O mutualismo pode, assim, ser definido como uma corrente ideológica, de solidariedade profunda, cujos princípios assentam na reciprocidade dos serviços e na entreajuda, e  através de contribuição ou quotas, de modo a permitir, de forma previdente, acautelar o futuro próprio ou dos seus associados e familiares através de retribuições de benefícios pecuniários ou de assistência.

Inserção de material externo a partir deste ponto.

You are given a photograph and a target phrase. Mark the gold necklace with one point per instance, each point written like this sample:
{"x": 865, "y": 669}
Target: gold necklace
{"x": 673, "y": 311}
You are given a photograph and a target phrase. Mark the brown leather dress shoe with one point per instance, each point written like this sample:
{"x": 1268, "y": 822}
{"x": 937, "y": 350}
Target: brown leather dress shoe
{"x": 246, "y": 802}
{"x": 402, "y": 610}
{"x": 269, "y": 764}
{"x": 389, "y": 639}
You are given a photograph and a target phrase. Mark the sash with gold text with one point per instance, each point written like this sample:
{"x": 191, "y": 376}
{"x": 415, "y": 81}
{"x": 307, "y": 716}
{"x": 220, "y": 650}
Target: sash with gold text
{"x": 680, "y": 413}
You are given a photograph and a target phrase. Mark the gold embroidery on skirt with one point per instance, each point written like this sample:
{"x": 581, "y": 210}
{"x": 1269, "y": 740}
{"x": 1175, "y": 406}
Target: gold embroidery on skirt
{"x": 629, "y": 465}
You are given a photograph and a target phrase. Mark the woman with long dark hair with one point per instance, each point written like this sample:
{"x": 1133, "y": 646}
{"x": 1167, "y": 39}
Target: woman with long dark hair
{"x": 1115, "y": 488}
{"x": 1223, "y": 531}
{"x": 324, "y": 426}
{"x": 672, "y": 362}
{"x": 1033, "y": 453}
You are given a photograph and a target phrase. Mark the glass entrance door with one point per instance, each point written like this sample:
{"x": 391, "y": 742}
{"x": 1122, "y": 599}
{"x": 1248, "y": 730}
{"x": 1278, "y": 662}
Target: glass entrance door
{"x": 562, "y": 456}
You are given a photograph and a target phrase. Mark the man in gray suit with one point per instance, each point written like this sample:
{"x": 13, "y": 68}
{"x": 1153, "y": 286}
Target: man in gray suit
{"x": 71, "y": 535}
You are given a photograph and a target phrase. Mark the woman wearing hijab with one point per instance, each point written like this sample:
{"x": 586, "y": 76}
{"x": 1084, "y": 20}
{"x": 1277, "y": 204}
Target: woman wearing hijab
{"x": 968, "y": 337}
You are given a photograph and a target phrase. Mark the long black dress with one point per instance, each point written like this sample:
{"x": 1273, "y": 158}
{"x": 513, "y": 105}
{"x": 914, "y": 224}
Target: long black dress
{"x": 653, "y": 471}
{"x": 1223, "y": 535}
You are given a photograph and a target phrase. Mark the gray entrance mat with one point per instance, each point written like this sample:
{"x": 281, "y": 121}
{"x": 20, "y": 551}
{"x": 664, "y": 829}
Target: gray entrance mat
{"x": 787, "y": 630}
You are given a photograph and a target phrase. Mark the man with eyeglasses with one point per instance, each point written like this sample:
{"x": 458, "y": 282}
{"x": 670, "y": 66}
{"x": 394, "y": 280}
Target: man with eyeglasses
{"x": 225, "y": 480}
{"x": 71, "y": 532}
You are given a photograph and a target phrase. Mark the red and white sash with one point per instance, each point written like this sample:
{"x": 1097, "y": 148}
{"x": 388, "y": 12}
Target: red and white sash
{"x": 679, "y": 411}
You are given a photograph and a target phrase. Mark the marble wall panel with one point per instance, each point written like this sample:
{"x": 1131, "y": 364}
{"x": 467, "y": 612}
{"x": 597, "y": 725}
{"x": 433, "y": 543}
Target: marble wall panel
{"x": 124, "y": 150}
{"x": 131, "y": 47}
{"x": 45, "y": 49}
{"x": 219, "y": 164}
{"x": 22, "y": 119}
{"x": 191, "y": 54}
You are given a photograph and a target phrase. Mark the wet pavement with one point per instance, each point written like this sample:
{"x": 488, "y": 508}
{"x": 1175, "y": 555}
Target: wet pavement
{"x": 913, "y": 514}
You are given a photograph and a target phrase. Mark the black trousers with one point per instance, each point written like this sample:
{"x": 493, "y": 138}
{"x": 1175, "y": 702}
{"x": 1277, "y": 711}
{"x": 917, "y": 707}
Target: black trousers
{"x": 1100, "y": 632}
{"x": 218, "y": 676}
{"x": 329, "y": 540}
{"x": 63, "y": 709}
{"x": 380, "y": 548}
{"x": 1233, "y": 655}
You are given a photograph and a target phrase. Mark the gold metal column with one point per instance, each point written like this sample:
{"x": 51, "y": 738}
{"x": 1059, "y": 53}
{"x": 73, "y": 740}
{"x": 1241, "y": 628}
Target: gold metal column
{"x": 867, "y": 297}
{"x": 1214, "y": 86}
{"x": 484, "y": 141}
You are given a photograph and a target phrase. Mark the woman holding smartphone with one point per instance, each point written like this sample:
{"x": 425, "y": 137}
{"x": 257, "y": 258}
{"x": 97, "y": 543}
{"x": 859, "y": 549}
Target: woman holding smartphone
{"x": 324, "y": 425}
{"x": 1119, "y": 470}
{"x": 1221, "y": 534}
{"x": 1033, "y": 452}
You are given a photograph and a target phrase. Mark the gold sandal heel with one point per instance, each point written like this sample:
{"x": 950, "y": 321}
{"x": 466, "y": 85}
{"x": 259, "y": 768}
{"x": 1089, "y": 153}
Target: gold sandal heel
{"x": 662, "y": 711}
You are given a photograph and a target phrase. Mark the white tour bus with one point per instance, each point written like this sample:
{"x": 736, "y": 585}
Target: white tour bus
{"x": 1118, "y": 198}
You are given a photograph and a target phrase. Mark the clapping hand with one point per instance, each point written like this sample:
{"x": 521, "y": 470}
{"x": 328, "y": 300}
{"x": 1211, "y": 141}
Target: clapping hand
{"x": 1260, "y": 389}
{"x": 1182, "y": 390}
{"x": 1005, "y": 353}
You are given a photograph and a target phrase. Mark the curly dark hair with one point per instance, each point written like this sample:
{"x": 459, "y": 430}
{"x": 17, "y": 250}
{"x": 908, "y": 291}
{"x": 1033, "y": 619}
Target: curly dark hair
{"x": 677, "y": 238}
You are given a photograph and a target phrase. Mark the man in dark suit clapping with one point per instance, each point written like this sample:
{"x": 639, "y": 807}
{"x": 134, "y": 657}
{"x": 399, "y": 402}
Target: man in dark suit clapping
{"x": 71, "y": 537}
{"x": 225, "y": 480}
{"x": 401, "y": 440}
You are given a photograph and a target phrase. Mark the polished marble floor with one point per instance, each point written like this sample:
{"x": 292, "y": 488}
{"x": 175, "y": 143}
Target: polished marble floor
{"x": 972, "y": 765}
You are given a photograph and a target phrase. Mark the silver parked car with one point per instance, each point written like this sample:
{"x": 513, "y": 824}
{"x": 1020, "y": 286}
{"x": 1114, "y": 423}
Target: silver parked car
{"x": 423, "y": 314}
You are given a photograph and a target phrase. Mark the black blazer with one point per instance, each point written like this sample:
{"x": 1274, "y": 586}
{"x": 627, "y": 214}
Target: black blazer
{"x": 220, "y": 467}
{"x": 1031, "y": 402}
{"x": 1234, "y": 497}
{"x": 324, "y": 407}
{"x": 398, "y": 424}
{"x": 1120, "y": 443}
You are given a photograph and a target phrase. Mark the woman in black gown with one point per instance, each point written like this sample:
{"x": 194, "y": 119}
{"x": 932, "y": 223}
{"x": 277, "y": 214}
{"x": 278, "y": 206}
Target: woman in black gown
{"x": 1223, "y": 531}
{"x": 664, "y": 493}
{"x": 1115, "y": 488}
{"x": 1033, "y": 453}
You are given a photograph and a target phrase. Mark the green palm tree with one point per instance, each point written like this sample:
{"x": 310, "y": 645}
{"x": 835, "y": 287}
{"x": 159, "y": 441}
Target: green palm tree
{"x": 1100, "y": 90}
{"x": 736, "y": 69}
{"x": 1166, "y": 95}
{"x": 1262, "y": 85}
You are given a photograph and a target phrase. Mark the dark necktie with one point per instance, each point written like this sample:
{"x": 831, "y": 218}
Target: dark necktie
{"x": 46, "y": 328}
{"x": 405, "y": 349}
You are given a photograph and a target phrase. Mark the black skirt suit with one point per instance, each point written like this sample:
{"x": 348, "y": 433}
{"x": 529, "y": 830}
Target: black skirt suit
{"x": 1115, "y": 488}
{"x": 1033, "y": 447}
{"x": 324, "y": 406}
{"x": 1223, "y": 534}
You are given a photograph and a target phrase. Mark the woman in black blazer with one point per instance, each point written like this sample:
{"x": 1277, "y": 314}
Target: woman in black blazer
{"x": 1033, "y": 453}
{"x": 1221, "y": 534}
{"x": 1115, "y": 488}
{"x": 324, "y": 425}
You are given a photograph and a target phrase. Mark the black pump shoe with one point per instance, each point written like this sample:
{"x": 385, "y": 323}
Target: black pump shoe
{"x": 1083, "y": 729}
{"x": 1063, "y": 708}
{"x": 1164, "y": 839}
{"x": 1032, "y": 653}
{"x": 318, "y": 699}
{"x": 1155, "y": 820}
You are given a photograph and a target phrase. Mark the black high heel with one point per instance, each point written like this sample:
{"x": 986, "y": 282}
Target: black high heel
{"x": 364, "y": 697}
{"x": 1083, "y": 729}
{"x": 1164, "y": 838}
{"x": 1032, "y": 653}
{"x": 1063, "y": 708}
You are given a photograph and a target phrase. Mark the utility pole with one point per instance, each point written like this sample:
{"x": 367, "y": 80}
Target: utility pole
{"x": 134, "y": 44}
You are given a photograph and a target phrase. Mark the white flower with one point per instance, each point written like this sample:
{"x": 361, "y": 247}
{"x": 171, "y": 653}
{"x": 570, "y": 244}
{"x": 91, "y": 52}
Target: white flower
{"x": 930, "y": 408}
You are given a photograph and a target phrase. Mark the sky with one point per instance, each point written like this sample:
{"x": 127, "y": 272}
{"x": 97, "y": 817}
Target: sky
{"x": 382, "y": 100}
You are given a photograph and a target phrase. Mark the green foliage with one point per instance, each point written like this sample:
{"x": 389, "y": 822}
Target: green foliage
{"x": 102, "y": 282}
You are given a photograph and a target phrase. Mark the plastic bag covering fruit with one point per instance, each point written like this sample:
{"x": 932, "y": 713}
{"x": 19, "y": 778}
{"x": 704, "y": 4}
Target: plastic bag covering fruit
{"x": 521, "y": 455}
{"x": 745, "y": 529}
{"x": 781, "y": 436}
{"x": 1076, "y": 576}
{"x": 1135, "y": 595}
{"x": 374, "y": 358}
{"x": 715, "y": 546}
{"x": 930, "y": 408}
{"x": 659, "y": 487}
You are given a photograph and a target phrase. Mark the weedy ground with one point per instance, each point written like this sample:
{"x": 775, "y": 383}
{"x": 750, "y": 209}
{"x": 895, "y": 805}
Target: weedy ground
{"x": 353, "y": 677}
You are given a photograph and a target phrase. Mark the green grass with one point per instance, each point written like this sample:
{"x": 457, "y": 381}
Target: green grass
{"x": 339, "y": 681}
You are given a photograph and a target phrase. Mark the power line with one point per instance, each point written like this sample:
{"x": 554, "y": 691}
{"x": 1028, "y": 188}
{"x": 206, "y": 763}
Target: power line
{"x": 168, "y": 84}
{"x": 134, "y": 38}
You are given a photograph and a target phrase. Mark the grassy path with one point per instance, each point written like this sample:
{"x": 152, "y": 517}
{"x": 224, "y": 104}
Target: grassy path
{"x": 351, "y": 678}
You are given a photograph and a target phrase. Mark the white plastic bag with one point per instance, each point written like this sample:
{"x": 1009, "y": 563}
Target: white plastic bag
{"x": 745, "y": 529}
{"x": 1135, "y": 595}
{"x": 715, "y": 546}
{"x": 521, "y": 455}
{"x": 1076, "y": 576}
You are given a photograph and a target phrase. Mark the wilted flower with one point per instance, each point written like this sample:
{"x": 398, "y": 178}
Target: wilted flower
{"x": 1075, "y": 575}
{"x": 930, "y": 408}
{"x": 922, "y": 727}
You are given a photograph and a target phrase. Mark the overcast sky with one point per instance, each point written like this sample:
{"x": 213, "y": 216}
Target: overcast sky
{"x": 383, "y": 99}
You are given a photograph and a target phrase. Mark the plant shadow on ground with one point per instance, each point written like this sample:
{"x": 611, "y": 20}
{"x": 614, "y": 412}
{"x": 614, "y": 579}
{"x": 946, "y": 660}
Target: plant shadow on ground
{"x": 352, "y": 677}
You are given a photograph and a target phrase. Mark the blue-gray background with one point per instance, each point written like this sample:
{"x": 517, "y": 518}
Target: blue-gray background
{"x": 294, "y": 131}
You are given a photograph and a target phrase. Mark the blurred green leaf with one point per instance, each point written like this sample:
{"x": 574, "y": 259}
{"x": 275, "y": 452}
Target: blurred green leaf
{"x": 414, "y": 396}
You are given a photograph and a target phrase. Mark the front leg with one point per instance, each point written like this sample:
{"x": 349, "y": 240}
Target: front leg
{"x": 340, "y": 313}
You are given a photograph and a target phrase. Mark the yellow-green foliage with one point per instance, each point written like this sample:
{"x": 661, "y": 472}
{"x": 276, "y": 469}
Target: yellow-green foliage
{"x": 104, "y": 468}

Os seus princípios ideológicos-base são:

Democraticidade – Um homem, um voto;

Liberdade – De adesão e de admissão;

Independência – De todo o poder;

Solidariedade – Entreajuda voluntária;

Responsabilização – Gestão democrática.

É neste contexto que surgiu e se impôs a importância da RedeMut, projecto histórico para o mutualismo, que promove os valores da Liberdade, Igualdade, Democracia, Responsabilidade e Solidariedade, e que dá resposta às necessidades e aos anseios dos nossos associados, num espírito de reciprocidade e numa prática de partilha. Este projecto é portador de duas propriedades fundamentais que definem a economia social e solidária:

a) A promoção da reciprocidade como princípio de organização económica;

b) A criação de espaços de proximidade movidos por valores solidários.

A RedeMut é um projecto que liga neste momento, em rede, catorze mutualidades de todo o país e que congrega já mais de 700 mil associados. Os actuais membros da RedeMut, que visa facultar aos associados de cada mutualidade aderente a utilização de serviços e equipamentos de saúde e de bem-estar existentes nas demais mutualidades mesmo fora da sua zona de residência, estão sediados em Porto, Gaia, Coimbra, Torres Novas, Abrantes, Lisboa, Moita, Montijo, Silves, Lagos e Ponta Delgada.

Não há uma SOLIDARIEDADE, mas múltiplas formas de solidariedade que vinculam os mesmos indivíduos a variados grupos e os tornam multiplamente interdependentes de outros.

Mas, para além deste movimento que alarga o âmbito das solidariedades, fazendo-as saltar fronteiras, importa analisar o que se passa ao nível das solidariedades que sendo mais restritas nem por isso são menos representativas de uma nova forma de encarar o papel que cada indivíduo desempenha nos vários contextos sociais em que se insere.

Solidariedades que ligam os indivíduos em função de interesses que lhes estão muito próximos e de sentimentos de pertença imediatamente perceptíveis.

Exemplo dessas formas de solidariedade que se baseiam, afinal, numa quase certeza de reciprocidade é o da solidariedade mutualista.